Developing at two browsers at once gets annoying; I rather kept testing with Firefox (blesseth be Firebug!) until it was somewhat stable, and then tried it with Explorer. Glad that you asked, there were some differences:

- the worst were the different names of the JavaScript objects that were desperately needed. How do you find out where the mouse came from or went to? I know it now (at least for the two browsers), but it took some annoying experimenting.

- Firefox apparently waited, until the image was loaded; Explorer didn't, and kept executing the code after the loading was requested - so an onload function had to be implemented for the image, that did all the initialization. But that was actually an improvement.

- pretty bad was Explorer's treatment of the mouseDown event.
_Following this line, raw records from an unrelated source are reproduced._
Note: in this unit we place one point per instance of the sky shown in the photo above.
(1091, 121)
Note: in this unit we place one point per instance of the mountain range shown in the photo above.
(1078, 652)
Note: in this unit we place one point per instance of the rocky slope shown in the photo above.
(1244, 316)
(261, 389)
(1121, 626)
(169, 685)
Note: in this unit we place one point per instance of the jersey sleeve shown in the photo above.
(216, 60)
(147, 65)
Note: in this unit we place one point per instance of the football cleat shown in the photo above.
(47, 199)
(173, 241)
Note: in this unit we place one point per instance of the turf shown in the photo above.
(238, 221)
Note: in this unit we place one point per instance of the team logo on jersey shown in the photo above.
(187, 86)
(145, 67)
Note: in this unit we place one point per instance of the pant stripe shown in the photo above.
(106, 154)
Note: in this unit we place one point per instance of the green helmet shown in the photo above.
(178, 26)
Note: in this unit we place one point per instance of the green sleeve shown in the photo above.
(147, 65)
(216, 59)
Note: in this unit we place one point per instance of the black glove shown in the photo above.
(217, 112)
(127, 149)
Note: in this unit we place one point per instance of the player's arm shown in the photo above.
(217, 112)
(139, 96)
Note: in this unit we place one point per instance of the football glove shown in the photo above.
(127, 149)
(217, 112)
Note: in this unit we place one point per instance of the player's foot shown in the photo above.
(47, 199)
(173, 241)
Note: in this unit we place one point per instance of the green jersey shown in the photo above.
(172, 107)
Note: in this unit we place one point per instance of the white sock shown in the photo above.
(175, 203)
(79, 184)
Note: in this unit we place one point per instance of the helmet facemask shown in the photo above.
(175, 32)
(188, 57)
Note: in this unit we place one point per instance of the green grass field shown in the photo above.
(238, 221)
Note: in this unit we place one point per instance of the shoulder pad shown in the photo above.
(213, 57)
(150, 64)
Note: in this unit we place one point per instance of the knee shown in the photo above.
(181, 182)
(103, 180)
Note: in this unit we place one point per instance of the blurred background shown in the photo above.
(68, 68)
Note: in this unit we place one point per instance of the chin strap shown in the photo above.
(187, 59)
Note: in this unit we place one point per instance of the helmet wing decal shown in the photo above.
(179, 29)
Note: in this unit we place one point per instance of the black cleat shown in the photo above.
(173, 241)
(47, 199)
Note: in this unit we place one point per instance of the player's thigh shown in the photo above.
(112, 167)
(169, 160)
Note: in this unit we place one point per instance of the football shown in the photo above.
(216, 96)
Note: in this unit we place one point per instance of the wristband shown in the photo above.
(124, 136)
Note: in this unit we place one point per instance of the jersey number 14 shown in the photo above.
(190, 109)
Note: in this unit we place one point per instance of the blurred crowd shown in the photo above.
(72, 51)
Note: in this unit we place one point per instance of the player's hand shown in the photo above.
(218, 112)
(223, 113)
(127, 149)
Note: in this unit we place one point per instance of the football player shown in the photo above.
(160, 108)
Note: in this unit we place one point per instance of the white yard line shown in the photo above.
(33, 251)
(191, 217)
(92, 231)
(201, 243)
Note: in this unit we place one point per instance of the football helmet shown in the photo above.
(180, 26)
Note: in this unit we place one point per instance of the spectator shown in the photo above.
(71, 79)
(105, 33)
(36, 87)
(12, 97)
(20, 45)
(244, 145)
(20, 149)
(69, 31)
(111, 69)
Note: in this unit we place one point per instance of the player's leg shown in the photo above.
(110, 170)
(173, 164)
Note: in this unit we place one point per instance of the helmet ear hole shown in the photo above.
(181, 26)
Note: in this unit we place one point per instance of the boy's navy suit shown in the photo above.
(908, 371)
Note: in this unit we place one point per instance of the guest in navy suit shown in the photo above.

What worked well with Firefox, failed there. Turns out that it somehow refuses to fire the event, if the layer has only a border defined, and nothing else. But as soon as a background color is set, it works! That of course sucks, as the image in the background had to be visible. In the end, I have set up a large transparency for the resizing layer, and had both things... well, it isn't perfect. I'd like the border to be completely visible, and the transparency/opaqueness to be very gentle, so most of the picture stays visible. Still some work to do with this... or somehow bypass it. Duh.


Well, that's how it is starting, and much is to be done (the closing functionality that tests if the selection is correctly positioned isn't yet complete, so it can be broken), but the basics already work! Guess I will post some image a maybe even some of the code so it is clear what it actually does, and how.